Additionally, by utilizing blockchain in their supply-chain, cannabis businesses will be able to provide customers with the complete picture of their purchase’s journey from when it was just a seed and how many different parties it touched before ending up in their shopping cart.
Dispensaries will also be able to fully guarantee their products contain exactly the amount of THC, CBD and whether it is sativa or indica dominant as what they’re advertised.
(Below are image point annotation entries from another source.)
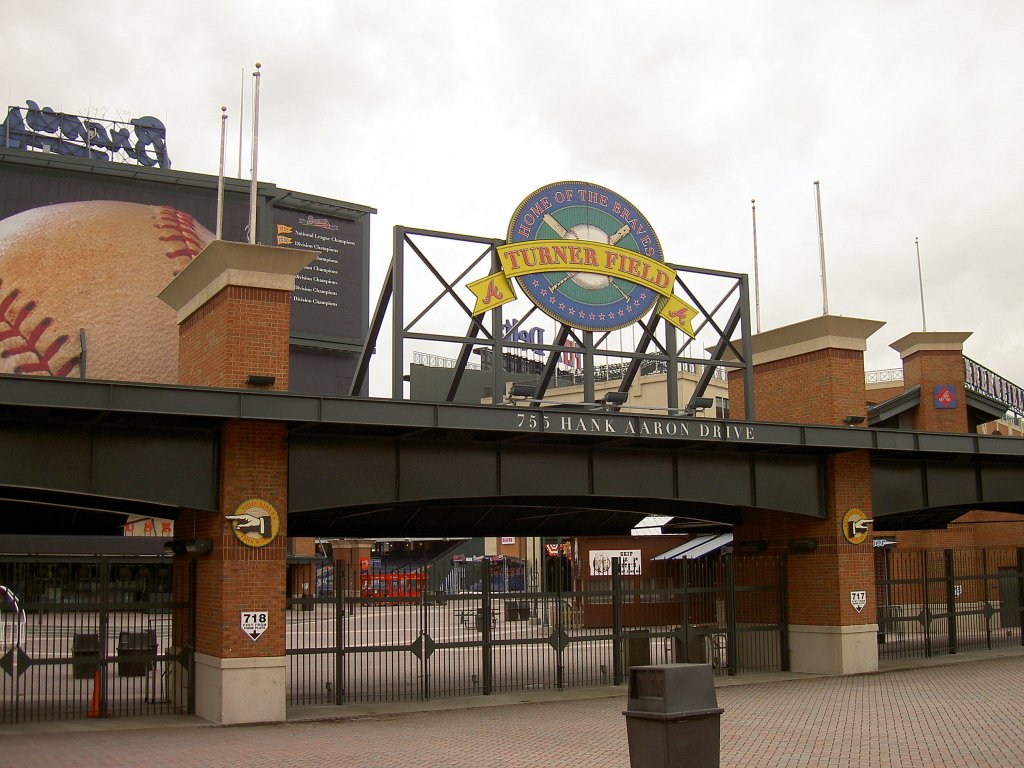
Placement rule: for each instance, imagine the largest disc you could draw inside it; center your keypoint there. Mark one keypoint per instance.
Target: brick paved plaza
(965, 714)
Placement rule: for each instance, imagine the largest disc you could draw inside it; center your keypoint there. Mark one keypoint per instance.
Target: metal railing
(94, 637)
(934, 602)
(346, 646)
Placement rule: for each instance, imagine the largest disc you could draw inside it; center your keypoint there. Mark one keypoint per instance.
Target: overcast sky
(445, 115)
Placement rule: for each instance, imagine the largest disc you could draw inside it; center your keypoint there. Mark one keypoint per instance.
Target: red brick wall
(819, 387)
(820, 582)
(928, 369)
(235, 578)
(241, 331)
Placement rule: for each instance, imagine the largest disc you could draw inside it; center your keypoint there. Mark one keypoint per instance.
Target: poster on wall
(629, 559)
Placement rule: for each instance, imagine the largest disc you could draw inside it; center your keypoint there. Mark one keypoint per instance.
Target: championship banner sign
(586, 257)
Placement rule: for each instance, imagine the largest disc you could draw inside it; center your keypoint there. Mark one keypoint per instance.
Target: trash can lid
(672, 688)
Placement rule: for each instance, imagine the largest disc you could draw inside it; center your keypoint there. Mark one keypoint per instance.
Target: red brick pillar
(813, 373)
(232, 304)
(935, 363)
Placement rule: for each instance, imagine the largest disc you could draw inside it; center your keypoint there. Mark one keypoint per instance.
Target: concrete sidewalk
(950, 711)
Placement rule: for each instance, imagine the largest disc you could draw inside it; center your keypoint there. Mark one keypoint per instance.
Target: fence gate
(94, 637)
(401, 636)
(933, 602)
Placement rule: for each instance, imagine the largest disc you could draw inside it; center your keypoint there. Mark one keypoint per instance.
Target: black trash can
(136, 652)
(85, 655)
(673, 718)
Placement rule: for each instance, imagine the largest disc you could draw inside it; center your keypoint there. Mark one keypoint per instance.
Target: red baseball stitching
(182, 228)
(15, 324)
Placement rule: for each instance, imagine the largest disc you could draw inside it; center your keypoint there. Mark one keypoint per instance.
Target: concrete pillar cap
(223, 263)
(921, 341)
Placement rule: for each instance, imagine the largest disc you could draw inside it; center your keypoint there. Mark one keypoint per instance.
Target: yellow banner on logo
(581, 256)
(520, 259)
(492, 291)
(679, 313)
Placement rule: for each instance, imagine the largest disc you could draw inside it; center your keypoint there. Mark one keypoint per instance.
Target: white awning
(696, 547)
(650, 525)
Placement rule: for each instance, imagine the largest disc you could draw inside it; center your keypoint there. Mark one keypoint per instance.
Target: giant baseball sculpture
(93, 269)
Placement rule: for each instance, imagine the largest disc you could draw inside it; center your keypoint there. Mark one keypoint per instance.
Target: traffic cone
(94, 707)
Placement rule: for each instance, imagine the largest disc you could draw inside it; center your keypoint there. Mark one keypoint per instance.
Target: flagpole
(242, 113)
(921, 285)
(757, 282)
(821, 251)
(252, 182)
(220, 176)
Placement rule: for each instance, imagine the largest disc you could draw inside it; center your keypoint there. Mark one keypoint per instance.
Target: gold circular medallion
(256, 522)
(856, 526)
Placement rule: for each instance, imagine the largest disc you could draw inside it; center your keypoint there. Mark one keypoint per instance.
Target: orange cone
(94, 707)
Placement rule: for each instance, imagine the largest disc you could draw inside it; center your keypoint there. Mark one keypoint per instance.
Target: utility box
(673, 718)
(136, 652)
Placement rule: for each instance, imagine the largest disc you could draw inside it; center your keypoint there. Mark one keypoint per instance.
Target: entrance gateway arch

Many first-timers walking through legal dispensary doors tend to be concerned about their sensitivities to the products, and a supply chain supported by flawless math caters to a better overall customer experience.
Payment Processing and Storage
Payments are perhaps one of the largest blights for the cannabis industry.
Although the vast majority of states in the US have legalized marijuana in some capacity, whether medicinal or recreational, federal law poses cumbersome restrictions for how cannabis-based companies can accept and store payments. According to the Credit Union Times, out of the 11,000 banks in the United States, only 300 of them allowed cannabis business owners to create accounts.
This has led many business owners to operate as a sole cash-only business. With hundreds of thousands and sometimes millions of dollars of revenue, business owners are faced with a near-Wild West high stakes risky scenario. Additionally, accounting at high volumes tends to become a nightmare for cash-only businesses and regulators end up having to sift through nebulous financials and end up with an unclear view of tax liabilities, contributing to hesitations for more lenient regulatory policies.
Since cryptocurrencies are decentralized and unregulated for the most part, they enable cannabis businesses to accept secure, cashless, and fast payments that can be converted into greenbacks or sent anywhere around the world at competitive speeds.
The North American cannabis industry is expected to count $20.2 billion in sales by 2021. While traditional payment solutions companies are bound by federal restrictions, cryptocurrency entrepreneurs are positioning themselves to not only change how the cannabis industry accepts payments, but how global commerce operates.
Final Thoughts
From payment processing and identity confirmation to tracking the entire supply chain from seed to end-product, the cannabis industry has plenty of entry points for blockchain technology.
As the cannabis and blockchain industries evolve together, there will be an even deeper mingling and collaboration between the respective entrepreneurial talents, technological advantages, and political activism of each die-hard community.